As a Radio 4 addict, my mind, emotions, ire, empathy and ‘are you kidding me?’ meters are triggered on a regular basis, but not often by ‘Desert Island Discs’. However, the last one I heard got the brain moving, and the emotions too.
The guest was Nadiya Hussain, last year’s winner of The Great British Bake-Off. I am a fan of the programme anyway – and who wouldn’t be – but this one stirred me more than usual.
This wasn’t a high flyer in academia, business, the arts, politics. Here was an ordinary woman, a devoted wife and mother – bright, articulate, but an ordinary woman. She was pushed into the limelight by her husband spurring her application, and blossomed over the weeks to become a more publicly confident winner.
That, however, wasn’t the most interesting aspect. She has subsequently been praised as being one of most important positive forces in inter-racial and inter-religious relations in this country. By being herself, and a Muslim, and succeeding.
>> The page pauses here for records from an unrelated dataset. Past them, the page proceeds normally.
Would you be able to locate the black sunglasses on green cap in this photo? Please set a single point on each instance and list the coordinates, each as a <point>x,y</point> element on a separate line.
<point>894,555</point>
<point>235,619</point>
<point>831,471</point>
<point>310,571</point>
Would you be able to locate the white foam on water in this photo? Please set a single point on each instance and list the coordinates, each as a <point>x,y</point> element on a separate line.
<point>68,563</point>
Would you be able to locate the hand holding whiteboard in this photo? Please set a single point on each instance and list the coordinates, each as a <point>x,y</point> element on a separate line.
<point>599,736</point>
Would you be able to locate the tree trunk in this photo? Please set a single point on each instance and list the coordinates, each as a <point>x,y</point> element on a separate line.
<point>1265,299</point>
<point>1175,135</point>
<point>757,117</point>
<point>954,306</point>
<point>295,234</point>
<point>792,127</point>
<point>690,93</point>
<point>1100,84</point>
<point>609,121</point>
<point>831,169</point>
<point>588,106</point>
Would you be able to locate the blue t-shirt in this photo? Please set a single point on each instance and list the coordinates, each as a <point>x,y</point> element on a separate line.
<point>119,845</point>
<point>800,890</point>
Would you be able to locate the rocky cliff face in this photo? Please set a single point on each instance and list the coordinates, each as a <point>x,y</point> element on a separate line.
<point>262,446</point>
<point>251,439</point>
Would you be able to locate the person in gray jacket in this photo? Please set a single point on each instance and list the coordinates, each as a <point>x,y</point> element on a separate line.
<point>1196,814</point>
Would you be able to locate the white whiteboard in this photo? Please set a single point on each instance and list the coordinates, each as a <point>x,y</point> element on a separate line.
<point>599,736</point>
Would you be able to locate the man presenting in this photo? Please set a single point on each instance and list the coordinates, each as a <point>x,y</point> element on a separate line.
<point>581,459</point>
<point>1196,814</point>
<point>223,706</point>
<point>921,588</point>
She has received, as you would expect, some negative activity from the neanderthal end of the internet, but overall a huge positivity.
This reminded me of a story from a week or so ago of Irom Sharmila Chanu, an Indian woman who has been on hunger strike for 14 years. Her reason – the draconian laws put in place to deal with peaceful protest, and the killing of innocent people by government forces. She has since decided that, as there is widespread awareness of the situation throughout India, it is time for a more direct approach and is standing for election.
And that reminded me of a third, and possibly even more impressive ordinary person. Malala Yousafzai was a child when she was thrown onto the world stage for being shot for wanting to be educated. She is now known worldwide, working with the UN to extend her aspiration to every girl in the world as a right.
And having watched ‘Suffragette’ last night something else has just occurred to me, these are all women.
It is easy to sit back and shrug and accept the ‘I am no-one. What can I do?’ approach to all of life’s little – and not so little – areas of unfairness. And then you look at these three, and thousands upon thousands of others, who have said no to the status quo.
Two from the ‘developing world’ – I hate that term, all three women, and yet real social and cultural revolutionaries.
And definitely anything but ordinary.